2. Does saving the Viaduct support other assets or establish a new city-wide asset? YES. Stabilizing the Viaduct for continued non-vehicular use maintains an existing asset (a $15 million dollar bridge grandfathered in from ADA requirements that maintains rare "air rights" over the railroad tracks) that protects children and adults walking and riding bikes and connects other existing Eastside assets, and, will help establish a NEW city, regional and national asset that will be reviewed in both national and international urban design, social justice, environmental justice, civil rights and news publications.
3. Does saving the Viaduct make adjacent real estate more attractive to strong households? YES. Saving the Viaduct will begin an Eastside Erie transformation by bringing positive attention, business and jobs to East Avenue thus strengthening the neighborhood. In fact, there is no other location in Erie that is more dependent on this type of iconic non-vehicular connect than the diverse and impoverished neighborhoods surrounding the Viaduct.
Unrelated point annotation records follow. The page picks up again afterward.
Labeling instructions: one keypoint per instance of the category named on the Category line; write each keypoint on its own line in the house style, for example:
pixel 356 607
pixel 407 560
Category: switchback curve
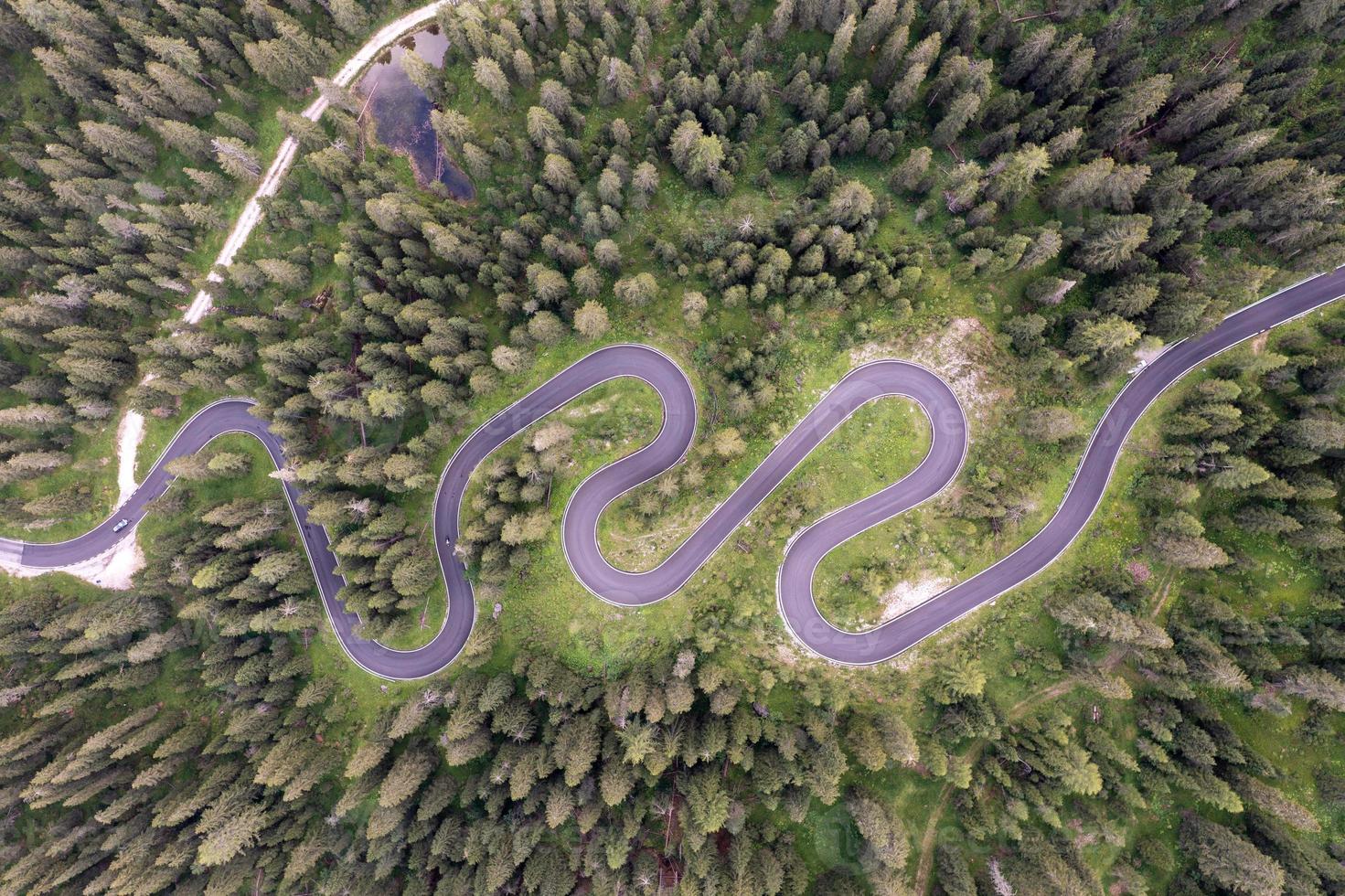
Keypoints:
pixel 794 584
4. Does saving the Viaduct support Erie's orientation to human-scaled or pedestrian activity? ABSOLUTELY! There is no other single project being proposed in Erie that will provide so much vital urban connectivity for such a small investment.
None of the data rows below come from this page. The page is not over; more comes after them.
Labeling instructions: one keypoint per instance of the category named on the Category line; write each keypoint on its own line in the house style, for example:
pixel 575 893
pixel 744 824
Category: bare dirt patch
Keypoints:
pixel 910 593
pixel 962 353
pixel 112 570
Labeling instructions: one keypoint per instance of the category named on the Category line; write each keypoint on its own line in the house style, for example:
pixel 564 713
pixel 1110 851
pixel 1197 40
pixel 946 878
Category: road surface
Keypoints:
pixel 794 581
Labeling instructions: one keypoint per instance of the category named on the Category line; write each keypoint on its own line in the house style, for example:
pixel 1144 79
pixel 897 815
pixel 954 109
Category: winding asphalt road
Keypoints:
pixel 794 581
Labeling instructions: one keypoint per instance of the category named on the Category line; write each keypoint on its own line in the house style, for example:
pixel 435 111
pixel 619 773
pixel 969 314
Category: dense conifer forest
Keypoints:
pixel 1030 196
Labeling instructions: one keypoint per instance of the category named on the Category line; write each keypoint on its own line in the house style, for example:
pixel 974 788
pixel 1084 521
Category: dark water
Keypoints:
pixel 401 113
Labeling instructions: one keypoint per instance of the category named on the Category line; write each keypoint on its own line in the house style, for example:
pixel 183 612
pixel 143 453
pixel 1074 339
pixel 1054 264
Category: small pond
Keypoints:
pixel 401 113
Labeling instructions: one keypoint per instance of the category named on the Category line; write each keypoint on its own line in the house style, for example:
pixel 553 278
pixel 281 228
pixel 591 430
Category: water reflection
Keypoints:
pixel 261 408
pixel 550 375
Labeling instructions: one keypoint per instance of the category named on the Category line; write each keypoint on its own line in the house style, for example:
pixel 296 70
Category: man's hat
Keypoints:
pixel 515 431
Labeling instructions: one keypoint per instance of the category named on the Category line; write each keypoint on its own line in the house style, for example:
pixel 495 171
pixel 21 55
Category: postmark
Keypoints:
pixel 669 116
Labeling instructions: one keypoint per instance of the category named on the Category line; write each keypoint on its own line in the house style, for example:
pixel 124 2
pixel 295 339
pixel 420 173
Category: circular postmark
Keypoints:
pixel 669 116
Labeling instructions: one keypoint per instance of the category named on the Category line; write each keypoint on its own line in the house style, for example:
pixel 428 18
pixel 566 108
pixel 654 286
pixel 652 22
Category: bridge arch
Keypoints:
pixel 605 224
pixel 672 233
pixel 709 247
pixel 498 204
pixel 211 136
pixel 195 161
5. Is there money to save the Viaduct? YES. The existing funds now slated for demolition will all but cover the bare-bones $1.35 million needed to clean the storm drains, fill the pot holes and remove and seal the spalling concrete.
6. Does the opportunity cost make sense? ABSOLUTELY - in fact it is foolish NOT to save the Viaduct, a bridge providing a non-vehicular pathway that protects public health and public safety.
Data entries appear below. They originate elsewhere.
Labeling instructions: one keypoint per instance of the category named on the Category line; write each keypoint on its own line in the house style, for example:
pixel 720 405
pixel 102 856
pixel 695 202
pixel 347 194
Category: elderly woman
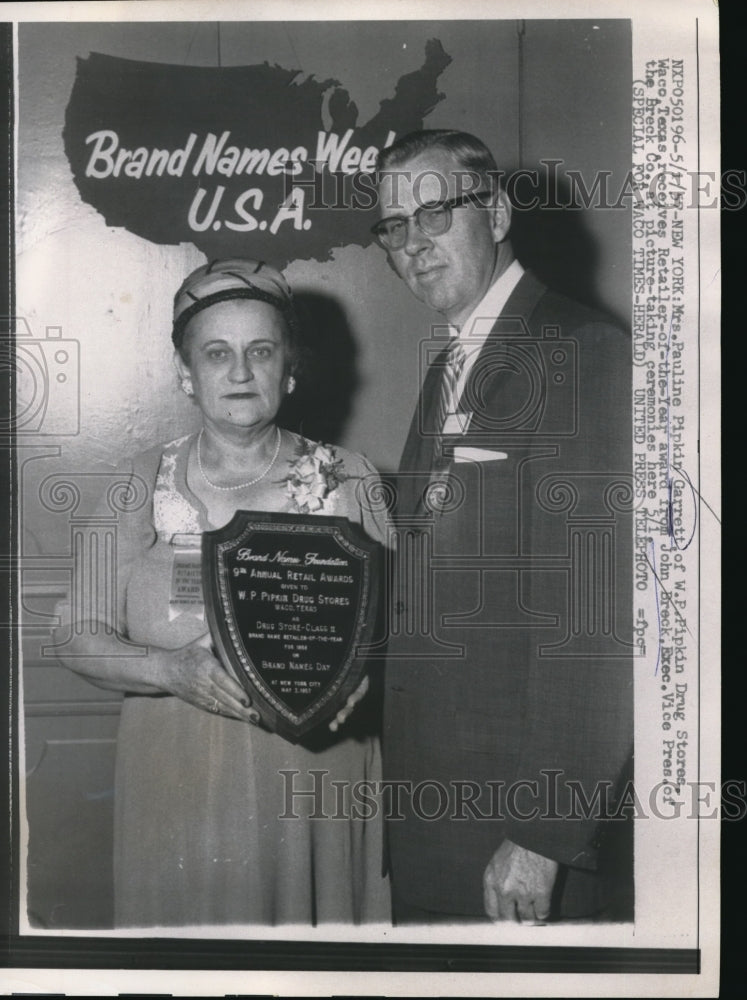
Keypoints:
pixel 207 828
7. Is there a feasible plan to take care of the Viaduct over the long-run? YES - once the $1.35 million is used to make basic repairs for non-vehicular use, the maintenance costs drop to under $5,000 a year to clean the storm drains. Since 22-ton trucks won't be damaging the deck, nor carrying loads of soot, and since the decades of neglect will end, there will be very little work necessary to maintain the hulking, massively-built structure. ErieCPR will, as LEAF has done in Frontier Park, work in partnership with the City to maintain and enhance this amazing, irreplaceable asset that has been recognized by five national experts and The New York Times.